The French revolution was the Enlightenment revolution: it pulled away from the divine right of kings to political secularism, from royalism to republicanism and from theocracy to democracy. These pairs of conceptual “binary oppositions” testify to the portent of the intellectual revolution that accompanied the French revolution. Anything that is not radical cannot be deemed revolutionary.

From the revolution of the bourgeoisie to the revolution of the proletariat, the intellectual transition is as revolutionary as a movement from the autocracy of the Tsar to the dictatorship of the proletariat and from economic liberalism to scientific socialism can be. The Bolshevik revolution was indeed preceded and succeeded by a radical change in social, political, and economic thought that had its roots in Marxism and its fruits in Leninism. Intellectually speaking, this revolution was a wholly new political philosophy.
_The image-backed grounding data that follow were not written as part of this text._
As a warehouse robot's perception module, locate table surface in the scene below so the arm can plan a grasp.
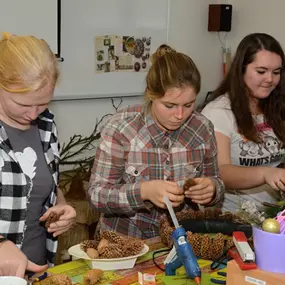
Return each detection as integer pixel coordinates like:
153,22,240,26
49,238,226,285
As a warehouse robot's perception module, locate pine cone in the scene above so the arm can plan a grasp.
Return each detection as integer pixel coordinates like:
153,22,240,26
195,211,205,220
80,240,97,252
210,233,225,260
200,235,212,259
123,238,144,257
45,212,61,229
213,208,222,219
226,237,235,250
219,212,233,221
33,274,72,285
83,269,104,285
101,231,122,243
86,248,99,259
176,209,196,221
98,244,123,258
204,208,219,220
187,232,201,257
183,178,196,192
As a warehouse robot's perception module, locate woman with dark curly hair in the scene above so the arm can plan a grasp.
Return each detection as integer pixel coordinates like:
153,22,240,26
202,33,285,211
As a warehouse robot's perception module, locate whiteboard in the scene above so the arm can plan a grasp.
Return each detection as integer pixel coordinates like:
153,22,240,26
0,0,59,54
54,0,170,100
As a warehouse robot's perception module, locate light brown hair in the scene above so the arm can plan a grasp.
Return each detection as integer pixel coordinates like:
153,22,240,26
145,45,201,101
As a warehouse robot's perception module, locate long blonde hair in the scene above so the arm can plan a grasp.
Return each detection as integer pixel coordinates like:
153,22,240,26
0,33,59,93
145,44,201,102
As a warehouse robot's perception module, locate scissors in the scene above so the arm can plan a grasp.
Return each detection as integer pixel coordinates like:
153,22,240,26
210,271,227,284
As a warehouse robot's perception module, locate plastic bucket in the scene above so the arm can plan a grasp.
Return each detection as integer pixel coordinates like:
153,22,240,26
253,227,285,273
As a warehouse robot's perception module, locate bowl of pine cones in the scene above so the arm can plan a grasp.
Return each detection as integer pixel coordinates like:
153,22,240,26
68,231,149,270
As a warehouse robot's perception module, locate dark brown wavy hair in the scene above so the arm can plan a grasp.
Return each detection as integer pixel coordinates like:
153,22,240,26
206,33,285,144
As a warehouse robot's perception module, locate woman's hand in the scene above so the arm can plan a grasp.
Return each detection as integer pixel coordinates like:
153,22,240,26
40,204,76,237
262,167,285,191
185,177,216,205
0,241,48,278
141,180,184,209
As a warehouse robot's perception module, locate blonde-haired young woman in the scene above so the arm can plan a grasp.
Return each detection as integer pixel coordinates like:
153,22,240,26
88,45,224,238
0,33,76,277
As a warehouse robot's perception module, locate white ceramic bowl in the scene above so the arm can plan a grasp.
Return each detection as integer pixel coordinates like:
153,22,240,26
68,244,149,270
0,276,27,285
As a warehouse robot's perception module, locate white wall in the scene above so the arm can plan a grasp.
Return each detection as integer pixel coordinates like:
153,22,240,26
51,0,224,142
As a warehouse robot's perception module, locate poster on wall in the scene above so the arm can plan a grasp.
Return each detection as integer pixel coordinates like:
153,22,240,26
95,35,151,73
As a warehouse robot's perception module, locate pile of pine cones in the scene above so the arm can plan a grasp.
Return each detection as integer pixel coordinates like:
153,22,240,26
160,206,241,260
80,231,144,259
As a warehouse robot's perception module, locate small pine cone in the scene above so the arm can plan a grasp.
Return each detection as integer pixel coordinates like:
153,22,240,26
98,244,123,258
183,178,196,192
101,231,122,243
187,232,201,257
86,248,99,259
213,208,222,219
33,274,72,285
45,212,61,229
200,235,212,259
83,269,104,285
123,238,144,257
204,208,215,220
176,209,196,221
80,240,97,252
210,233,225,260
226,237,235,250
220,212,233,221
195,211,205,220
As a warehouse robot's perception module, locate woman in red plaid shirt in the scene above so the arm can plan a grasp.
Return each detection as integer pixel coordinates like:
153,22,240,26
88,45,224,238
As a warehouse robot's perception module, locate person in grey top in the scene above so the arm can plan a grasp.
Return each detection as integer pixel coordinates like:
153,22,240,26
0,34,76,277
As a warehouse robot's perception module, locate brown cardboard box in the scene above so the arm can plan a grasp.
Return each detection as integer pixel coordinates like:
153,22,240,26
227,260,285,285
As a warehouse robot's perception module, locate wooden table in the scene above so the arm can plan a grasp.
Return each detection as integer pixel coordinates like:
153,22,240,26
49,238,225,285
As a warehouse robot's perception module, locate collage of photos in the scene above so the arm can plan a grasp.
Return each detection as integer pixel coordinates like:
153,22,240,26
95,35,151,73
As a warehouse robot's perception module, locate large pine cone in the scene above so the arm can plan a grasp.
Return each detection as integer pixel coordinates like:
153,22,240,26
123,238,144,256
98,244,123,259
33,274,72,285
83,269,104,285
101,231,123,243
80,240,98,252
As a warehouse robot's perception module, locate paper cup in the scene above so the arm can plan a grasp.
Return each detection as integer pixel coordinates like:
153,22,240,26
0,276,27,285
253,225,285,274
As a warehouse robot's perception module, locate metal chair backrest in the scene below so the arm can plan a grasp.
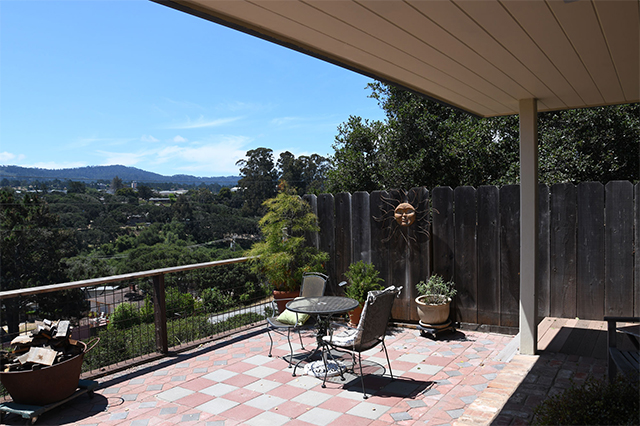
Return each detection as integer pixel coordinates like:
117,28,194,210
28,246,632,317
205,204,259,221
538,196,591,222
300,272,328,297
358,287,402,344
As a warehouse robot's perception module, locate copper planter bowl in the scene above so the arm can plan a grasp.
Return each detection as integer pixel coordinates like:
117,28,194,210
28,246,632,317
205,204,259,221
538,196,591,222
0,341,90,406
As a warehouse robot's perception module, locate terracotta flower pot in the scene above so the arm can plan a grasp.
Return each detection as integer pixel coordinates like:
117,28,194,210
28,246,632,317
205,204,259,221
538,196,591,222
273,289,300,314
416,296,451,326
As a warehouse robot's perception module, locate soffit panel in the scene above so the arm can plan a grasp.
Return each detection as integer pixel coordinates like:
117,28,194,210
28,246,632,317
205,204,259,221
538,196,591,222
366,0,531,104
596,1,640,102
456,1,582,108
549,1,624,103
263,1,506,114
502,1,604,107
164,0,640,116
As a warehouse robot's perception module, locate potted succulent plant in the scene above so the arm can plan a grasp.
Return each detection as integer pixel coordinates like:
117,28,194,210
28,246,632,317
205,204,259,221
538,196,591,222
246,183,329,312
344,260,384,327
416,274,457,328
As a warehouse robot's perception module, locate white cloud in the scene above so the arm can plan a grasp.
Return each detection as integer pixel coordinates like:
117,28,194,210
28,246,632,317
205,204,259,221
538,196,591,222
97,151,149,166
0,151,25,164
19,161,87,170
271,117,302,126
169,115,242,129
157,136,251,176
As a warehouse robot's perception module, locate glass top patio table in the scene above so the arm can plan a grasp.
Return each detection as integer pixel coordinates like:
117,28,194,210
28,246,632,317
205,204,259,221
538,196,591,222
287,296,359,315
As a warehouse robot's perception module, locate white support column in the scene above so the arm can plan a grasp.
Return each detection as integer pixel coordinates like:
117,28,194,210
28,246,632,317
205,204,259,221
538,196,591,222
520,99,538,355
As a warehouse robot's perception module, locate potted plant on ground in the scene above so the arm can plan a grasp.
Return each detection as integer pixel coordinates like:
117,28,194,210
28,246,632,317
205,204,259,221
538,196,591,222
246,182,329,312
344,260,384,327
416,274,457,328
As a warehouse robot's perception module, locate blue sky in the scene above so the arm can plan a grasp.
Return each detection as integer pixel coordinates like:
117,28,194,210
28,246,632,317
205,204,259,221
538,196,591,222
0,0,384,176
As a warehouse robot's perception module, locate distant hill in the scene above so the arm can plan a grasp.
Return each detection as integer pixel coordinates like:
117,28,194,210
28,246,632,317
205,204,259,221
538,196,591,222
0,166,240,186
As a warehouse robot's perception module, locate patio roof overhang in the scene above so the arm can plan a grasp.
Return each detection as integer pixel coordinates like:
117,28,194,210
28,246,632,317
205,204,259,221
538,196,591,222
158,0,640,117
152,0,640,354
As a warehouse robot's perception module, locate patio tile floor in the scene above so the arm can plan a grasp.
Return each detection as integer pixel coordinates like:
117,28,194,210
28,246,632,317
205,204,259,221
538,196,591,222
5,318,606,426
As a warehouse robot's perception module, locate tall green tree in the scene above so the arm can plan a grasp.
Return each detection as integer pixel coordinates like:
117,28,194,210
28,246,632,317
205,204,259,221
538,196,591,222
277,151,329,195
109,176,124,194
236,148,278,215
328,83,640,192
0,189,75,333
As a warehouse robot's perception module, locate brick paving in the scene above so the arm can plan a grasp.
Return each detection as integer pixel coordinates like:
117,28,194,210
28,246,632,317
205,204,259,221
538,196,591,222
0,328,606,426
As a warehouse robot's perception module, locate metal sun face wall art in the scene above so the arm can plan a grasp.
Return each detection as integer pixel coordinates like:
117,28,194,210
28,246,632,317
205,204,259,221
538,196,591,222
374,191,429,244
394,203,416,226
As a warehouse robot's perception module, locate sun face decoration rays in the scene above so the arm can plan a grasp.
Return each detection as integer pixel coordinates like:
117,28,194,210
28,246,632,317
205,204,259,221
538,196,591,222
374,188,430,246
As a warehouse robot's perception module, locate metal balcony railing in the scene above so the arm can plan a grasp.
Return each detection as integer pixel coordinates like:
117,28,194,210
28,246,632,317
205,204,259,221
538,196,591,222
0,257,270,377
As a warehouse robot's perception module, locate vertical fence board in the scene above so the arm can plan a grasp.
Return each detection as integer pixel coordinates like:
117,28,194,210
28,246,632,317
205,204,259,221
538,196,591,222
369,191,393,287
431,186,455,281
576,182,605,320
549,183,577,318
318,194,340,294
633,183,640,317
478,186,500,325
383,189,411,320
604,181,634,316
402,187,431,321
351,191,371,263
536,184,551,320
302,194,320,249
500,185,520,327
453,186,478,323
335,192,352,282
312,182,640,327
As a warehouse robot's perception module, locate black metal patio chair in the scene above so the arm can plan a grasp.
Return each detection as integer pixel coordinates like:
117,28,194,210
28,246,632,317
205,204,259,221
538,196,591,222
323,286,402,399
267,272,328,368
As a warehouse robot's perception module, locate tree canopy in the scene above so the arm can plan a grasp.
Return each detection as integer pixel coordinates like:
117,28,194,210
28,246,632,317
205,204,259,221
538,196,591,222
328,83,640,192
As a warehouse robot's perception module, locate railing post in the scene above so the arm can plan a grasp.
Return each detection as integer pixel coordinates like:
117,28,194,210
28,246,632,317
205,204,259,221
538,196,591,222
153,274,169,354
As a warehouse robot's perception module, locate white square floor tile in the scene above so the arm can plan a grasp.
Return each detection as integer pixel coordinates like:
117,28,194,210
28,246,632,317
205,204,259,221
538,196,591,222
200,383,239,396
195,398,238,414
347,402,391,420
202,369,238,382
298,407,342,426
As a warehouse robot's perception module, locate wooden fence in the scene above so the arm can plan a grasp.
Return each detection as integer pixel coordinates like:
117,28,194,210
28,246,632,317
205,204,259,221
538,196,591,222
304,181,640,328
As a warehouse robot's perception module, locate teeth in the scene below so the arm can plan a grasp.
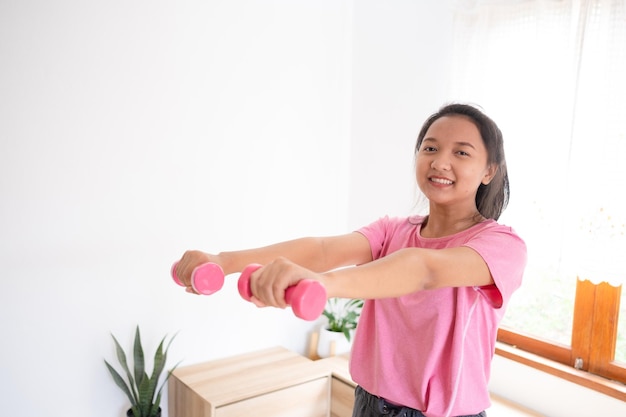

If we were to draw a conclusion from these revolutionary samples, it would follow this logic: based on an already-existing philosophy or school of thought, a more sophisticated theorizing -regardless of its applicability- accompanies revolutions and confers an “intellectual legitimacy” upon them.

Zooming back in, let us examine our intellectual scene. I would righteously call our intellectuals, in Leninist terminology, the Tunisian “intelligentsia”. They idealistically call for an intellectual revolution while they cannot idealistically theorize one. How would they, when the Marxist among them is an orthodox one, the Nationalist still weeps century-old illusive glories, the liberal has not yet come to terms with his/her economic liberalism, and the Islamist cannot theorise an Islamic economy! In fact, our intelligentsia is urging us to be intellectual revolutionaries while they are the only reactionaries, still chewing expired centuries-old ideological cud.

With a spatiotemporally-alienated intellectual elite, how would the Tunisian revolution be coupled with an intellectual one? Perhaps, our intellectuals have grown senile, and can no longer be of “revolutionary use”… Then, the task would naturally fall on the true actants of the revolution: the Tunisian youth… if only they would conceive of their intellect in patriotic terms.